The authors compared characteristics of the 42 children whom investigators deemed ineligible to participate to the 506 deemed eligible. They found that of the children included, 29% were Hispanic, compared to 52% of those excluded, while there were no racial or ethnic differences in parental acceptance of either intervention. The authors hypothesized that a potential reason for this disparity in enrollment by Hispanic ethnicity was due to provider bias.

So, what can clinicians, investigators, sponsors, and institutions do to create a more inclusive research environment? To answer that question, we invited Ronna Popkin, PhD and her colleagues from the Eunice Kennedy Shriver National Institute of Child Health and Human Development to share their thoughts in the accompanying commentary (10.1542/peds.2021-054150). The authors recommend a layered, multi-level approach that considers the following values: (1) evidence-based training to mitigate bias, racism, and sexism; (2) increase investigator diversity; and (3) minimize bias with specific, clear inclusion and exclusion criteria for research trial participation developed through community-engagement.

Both the Research Briefs and commentary highlight how investigator bias may reduce the generalizability of research trial results and propagate disparities.
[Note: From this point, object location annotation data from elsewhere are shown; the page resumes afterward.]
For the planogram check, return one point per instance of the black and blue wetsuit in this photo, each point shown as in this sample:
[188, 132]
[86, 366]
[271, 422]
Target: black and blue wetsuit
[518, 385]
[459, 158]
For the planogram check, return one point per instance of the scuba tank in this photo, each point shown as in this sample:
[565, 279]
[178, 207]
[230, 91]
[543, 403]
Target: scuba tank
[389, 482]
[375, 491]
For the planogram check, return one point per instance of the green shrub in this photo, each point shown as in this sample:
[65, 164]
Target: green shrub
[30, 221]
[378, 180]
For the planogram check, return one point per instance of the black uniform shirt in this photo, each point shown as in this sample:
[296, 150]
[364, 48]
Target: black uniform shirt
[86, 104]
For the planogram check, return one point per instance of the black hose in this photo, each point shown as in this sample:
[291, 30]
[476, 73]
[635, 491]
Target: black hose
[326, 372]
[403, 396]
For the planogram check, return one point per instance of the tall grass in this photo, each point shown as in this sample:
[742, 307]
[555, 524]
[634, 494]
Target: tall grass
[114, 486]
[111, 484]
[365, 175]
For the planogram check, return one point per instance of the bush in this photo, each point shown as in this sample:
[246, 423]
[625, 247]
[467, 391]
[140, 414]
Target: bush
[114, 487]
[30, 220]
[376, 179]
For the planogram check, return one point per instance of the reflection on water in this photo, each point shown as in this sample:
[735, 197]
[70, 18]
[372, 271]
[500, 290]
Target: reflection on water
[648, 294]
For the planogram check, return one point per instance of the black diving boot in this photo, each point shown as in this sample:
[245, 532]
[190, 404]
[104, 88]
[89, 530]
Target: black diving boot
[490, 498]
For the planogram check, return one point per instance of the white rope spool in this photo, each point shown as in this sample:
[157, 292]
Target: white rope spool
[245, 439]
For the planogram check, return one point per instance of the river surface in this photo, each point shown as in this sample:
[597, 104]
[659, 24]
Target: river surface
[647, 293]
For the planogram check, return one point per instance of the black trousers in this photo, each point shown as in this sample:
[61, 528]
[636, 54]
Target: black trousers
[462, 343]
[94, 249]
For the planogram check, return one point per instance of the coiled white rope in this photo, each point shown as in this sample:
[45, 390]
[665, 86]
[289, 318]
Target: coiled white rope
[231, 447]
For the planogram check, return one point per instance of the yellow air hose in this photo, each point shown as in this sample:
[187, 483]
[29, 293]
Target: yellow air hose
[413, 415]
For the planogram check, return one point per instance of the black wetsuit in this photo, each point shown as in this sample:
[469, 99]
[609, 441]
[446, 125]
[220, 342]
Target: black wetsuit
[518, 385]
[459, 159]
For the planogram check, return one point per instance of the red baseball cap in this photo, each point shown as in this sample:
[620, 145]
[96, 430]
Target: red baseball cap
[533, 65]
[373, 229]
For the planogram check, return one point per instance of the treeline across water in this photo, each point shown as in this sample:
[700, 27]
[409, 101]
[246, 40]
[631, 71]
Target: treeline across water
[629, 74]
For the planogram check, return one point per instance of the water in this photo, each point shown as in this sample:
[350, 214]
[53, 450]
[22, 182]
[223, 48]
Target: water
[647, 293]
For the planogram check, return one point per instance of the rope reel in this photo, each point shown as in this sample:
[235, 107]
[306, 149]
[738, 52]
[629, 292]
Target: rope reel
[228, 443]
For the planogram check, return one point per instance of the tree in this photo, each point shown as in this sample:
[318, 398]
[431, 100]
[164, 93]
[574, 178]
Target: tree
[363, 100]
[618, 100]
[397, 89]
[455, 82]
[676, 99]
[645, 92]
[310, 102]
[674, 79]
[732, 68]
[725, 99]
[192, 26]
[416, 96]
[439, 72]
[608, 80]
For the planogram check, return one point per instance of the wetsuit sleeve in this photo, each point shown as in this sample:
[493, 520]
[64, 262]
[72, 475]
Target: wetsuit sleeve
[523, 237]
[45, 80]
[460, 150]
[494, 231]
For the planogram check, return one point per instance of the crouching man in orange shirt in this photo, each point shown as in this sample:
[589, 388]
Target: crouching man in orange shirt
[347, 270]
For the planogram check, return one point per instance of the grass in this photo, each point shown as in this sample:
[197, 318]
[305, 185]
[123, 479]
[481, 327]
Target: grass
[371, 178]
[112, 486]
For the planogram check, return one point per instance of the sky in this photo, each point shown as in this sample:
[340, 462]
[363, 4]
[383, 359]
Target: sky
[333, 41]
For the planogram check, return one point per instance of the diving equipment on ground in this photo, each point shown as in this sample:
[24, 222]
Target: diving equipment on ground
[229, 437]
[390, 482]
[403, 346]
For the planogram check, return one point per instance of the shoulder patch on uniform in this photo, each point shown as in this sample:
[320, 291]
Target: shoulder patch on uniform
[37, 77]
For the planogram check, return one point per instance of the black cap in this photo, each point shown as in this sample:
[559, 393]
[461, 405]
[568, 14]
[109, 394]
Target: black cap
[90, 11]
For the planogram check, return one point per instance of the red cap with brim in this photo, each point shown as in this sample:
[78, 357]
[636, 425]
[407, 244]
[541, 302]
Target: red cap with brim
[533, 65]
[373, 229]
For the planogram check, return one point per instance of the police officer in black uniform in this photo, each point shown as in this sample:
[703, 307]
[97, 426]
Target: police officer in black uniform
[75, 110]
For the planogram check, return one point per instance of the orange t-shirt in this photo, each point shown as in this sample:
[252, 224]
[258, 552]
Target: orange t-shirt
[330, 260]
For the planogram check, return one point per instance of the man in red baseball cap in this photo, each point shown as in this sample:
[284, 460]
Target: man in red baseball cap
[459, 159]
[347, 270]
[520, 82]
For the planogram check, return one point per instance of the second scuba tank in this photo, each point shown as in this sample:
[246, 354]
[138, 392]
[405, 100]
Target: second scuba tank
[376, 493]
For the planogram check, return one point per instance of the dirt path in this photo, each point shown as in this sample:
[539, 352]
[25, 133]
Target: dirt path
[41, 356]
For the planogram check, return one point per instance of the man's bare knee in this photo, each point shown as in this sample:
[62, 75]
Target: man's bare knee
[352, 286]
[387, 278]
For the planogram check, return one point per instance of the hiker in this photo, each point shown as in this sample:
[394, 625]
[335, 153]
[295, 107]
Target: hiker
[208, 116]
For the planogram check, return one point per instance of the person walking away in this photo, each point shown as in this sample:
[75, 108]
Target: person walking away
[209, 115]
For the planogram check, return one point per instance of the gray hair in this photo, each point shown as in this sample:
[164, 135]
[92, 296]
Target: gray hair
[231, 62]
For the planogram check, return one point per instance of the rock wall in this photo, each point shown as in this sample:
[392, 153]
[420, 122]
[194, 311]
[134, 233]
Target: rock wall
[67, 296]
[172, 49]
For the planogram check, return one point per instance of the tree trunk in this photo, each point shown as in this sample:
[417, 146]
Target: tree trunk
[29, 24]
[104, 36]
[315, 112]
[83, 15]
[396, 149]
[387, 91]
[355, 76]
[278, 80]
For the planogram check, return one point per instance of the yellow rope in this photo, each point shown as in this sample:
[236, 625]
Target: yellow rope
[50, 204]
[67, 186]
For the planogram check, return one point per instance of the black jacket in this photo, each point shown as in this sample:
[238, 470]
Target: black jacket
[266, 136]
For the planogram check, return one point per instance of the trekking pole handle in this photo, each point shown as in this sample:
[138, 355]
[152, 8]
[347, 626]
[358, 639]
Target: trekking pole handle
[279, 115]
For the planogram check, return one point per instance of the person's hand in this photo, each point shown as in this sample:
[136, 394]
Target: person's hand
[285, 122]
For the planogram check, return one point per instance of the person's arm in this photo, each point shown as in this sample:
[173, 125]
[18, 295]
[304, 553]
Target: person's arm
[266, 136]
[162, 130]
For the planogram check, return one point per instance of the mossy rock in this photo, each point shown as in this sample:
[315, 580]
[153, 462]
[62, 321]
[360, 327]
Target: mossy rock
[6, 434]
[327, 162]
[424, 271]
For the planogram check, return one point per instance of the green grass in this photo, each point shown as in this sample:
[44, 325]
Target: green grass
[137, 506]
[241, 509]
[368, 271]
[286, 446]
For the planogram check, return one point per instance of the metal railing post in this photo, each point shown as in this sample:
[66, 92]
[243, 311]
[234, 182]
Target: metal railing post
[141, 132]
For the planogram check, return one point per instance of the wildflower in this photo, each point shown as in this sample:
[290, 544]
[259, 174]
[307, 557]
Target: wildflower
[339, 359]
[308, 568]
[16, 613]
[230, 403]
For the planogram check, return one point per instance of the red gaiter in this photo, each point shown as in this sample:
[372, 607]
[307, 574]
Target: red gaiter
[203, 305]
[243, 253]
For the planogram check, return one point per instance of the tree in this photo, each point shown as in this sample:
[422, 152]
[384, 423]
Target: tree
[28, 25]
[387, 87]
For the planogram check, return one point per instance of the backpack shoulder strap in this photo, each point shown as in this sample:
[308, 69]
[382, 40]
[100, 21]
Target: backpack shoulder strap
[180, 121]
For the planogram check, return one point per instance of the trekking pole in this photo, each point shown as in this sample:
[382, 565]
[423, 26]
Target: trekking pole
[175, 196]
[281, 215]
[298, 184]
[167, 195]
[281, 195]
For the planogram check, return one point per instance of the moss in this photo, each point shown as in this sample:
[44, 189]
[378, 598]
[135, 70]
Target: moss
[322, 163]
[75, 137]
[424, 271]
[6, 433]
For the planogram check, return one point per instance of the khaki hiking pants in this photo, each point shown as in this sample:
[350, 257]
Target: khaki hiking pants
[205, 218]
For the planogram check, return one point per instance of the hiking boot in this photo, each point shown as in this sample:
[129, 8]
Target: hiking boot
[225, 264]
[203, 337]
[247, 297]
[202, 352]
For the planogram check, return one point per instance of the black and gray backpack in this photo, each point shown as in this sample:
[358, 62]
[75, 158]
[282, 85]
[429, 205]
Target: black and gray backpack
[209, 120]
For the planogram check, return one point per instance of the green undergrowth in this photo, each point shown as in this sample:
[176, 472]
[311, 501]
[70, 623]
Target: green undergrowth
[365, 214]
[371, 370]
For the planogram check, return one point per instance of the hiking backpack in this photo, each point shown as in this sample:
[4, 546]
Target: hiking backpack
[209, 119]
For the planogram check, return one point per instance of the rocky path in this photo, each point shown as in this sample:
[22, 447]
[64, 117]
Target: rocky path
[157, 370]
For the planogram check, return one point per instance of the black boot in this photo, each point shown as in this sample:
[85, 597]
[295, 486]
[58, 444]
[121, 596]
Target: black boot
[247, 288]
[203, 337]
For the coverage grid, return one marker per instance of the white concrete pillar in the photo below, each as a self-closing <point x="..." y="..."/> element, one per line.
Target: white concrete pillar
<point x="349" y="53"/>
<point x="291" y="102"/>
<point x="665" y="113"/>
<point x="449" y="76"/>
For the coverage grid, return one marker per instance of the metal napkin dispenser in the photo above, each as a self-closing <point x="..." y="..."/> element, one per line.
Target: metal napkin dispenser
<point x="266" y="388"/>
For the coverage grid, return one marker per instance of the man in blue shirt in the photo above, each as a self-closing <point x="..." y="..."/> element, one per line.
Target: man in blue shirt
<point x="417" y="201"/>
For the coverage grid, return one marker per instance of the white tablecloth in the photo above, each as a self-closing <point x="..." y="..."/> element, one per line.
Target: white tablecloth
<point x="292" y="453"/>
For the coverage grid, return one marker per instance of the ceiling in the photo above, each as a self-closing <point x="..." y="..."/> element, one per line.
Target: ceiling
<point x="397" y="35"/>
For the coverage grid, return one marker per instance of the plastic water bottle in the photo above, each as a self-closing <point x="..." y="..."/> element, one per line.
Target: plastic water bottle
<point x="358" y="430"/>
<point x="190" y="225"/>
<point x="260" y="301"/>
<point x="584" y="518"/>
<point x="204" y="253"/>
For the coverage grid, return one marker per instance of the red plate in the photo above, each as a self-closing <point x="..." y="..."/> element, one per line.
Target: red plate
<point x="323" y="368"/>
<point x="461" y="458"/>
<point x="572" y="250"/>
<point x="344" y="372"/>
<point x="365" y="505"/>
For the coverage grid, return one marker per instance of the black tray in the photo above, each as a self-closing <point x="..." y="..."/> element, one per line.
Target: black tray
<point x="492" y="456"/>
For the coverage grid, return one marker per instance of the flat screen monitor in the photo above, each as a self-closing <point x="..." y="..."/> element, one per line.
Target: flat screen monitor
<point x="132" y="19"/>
Reading these articles certainly made me reflect on the biases I have that could affect care provision and research enrollment; hopefully they will encourage you to reflect on your biases as well.


  1. Flores G, The Committee on Pediatric Research. Racial and Ethnic Disparities in the Health and Health Care of Children. Pediatrics. 2010;125(4):e979-e1020.
  2. Ma MA, Gutiérrez DE, Frausto JM, Al-Delaimy WK. Minority Representation in Clinical Trials in the United States. Mayo Clinic Proceedings. 2021;96(1):264-266.
  3. Walsh C, Ross LF. Are Minority Children Under- or Overrepresented in Pediatric Research? Pediatrics. 2003;112(4):890-895.
  4. Kelly ML, Ackerman PD, Friedman LR. The Participation of Minorities in Published Pediatric Research. J Natl Med Assoc. 2005;97(6):777-783.
  5. Abdel-Rahman SM, Paul IM, Hornik C, Sullivan JE, Wade K, Delmore P, et al. Racial and Ethnic Diversity in Studies Funded Under the Best Pharmaceuticals for Children Act. Pediatrics. 2021;147(5):e2020042903.